# Black crackle paint



## hjstr6 (Jul 12, 2019)

I recently purchased some black crackle paint from port line hobbies to refurbish the base of my coal loader before I coat it with green. It doesn't seem to want to crackle. Does anyone have any experience with this? Is there a special technique?


----------



## wvgca (Jan 21, 2013)

it has to go on fairly heavy, and has to be a short duration ... it will take some seconds to dry some and then crackle ...


----------



## Fire21 (Mar 9, 2014)

I used some outdoors many years ago, and the crackling was very sporadic. I think it was too cold for the paint to work...somewhere in the 50 or 60s.
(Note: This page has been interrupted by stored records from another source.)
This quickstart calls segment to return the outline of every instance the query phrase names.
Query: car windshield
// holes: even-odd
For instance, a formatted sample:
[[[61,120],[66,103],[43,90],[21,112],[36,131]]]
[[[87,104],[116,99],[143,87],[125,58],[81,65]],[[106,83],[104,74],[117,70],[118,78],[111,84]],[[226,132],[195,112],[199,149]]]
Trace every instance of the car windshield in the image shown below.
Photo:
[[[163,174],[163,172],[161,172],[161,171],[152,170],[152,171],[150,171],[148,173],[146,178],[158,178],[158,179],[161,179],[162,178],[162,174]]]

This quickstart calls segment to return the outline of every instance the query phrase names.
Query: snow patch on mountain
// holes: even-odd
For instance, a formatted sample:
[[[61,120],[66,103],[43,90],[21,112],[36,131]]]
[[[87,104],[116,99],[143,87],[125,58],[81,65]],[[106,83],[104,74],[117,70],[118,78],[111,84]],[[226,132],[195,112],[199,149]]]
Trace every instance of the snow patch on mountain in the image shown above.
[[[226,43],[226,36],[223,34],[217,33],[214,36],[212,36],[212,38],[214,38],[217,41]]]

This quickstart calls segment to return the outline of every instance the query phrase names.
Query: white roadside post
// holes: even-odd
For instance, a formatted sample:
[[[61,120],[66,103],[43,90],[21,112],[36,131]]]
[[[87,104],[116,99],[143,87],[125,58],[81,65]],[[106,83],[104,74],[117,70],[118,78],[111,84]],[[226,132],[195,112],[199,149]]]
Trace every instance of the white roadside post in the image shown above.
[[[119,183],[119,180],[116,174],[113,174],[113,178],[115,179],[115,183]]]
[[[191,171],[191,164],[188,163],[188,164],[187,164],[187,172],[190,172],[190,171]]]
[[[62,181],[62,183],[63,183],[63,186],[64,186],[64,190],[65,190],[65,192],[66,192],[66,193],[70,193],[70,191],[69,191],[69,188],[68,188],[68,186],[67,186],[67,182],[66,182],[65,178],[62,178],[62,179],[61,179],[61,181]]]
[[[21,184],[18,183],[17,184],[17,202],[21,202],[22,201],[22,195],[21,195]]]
I tried a blow dryer, but it was too late!


----------



## flyernut (Oct 31, 2010)

Spray it on and put heat to it...like putting it in the oven or using a plumbers torch.


----------



## Panther (Oct 5, 2015)

First coat horizontal, second coat vertical, don't wait too long between coats, put on paint heavy, the expose to heat, I use a toaster oven, about 160 degrees, observe for wrinkle while heating.

Dan


----------



## hjstr6 (Jul 12, 2019)

WV GCA, fire 21, flyer nut, panther. I ended up stripping off the paint that did not crackle And reprimed the surface. There was no way my wife was going to let me put this in our brand new oven. I decided to take the heat gun approach. It came out pretty good but I think an oven would be better. Thank all of you for your input. It was very helpful.


----------



## mopac (Feb 24, 2011)

Looks pretty good,


----------